Ezechiël 31 NBG51
1. In het elfde jaar, in de derde maand, op de eerste der maand, kwam het woord des Heren tot mij:
2. Mensenkind, zeg tot Farao, de koning van Egypte, en tot zijn mensenmenigte: aan wie zijt gij in uw grootheid gelijk?
3. Zie, Assur was een ceder op de Libanon, schoon van takken, met schaduwrijk loof, hoog van stam; zijn top reikte tot in de wolken.
4. Water maakte hem groot, de vloed uit de diepte deed hem hoog worden; die liet zijn stromen vloeien rondom de plaats waar hij geplant was, en deed zijn geulen uitgaan naar alle bomen des velds.
5. Daardoor werd zijn stam hoger dan alle andere bomen des velds; zijn twijgen werden talrijk en zijn takken lang door de overvloed van water, terwijl hij opschoot.
6. In zijn twijgen nestelde al het gevogelte des hemels, onder zijn takken wierp al het gedierte des velds zijn jongen, in zijn schaduw woonden alle grote volken.
7. Schoon was hij door zijn grootte, door de lengte van zijn takken, want zijn wortel reikte tot aan een overvloed van water.

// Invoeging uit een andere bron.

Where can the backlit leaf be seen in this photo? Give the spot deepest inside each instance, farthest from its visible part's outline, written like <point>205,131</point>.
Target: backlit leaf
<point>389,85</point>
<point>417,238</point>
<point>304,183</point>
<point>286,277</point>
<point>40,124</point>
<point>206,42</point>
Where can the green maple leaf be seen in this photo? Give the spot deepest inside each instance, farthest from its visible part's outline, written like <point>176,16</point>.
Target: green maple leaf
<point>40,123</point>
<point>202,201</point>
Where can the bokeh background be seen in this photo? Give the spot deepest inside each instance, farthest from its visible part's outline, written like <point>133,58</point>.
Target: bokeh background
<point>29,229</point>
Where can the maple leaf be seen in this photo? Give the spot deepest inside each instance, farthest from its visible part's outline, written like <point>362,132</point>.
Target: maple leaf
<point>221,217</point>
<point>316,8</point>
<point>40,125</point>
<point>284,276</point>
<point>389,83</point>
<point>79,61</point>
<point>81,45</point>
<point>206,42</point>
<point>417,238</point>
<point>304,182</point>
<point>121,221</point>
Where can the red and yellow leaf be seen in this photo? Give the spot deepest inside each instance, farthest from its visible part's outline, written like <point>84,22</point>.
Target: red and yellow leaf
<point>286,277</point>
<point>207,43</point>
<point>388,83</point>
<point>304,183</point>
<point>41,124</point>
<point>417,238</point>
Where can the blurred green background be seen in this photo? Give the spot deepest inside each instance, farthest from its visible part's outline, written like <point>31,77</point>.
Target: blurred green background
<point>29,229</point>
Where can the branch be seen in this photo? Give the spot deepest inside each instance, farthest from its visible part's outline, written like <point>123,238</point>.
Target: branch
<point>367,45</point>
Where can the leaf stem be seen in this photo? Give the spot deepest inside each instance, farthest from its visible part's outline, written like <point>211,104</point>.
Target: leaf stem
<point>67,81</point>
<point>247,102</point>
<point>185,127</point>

8. Ceders in Gods hof evenaarden hem niet, cypressen waren niet te vergelijken met zijn twijgen, en platanen haalden niet bij zijn takken; geen boom in Gods hof was hem gelijk in schoonheid.
9. Schoon had Ik hem gemaakt met zijn overvloed van takken; alle bomen van Eden die in Gods hof stonden, benijdden hem.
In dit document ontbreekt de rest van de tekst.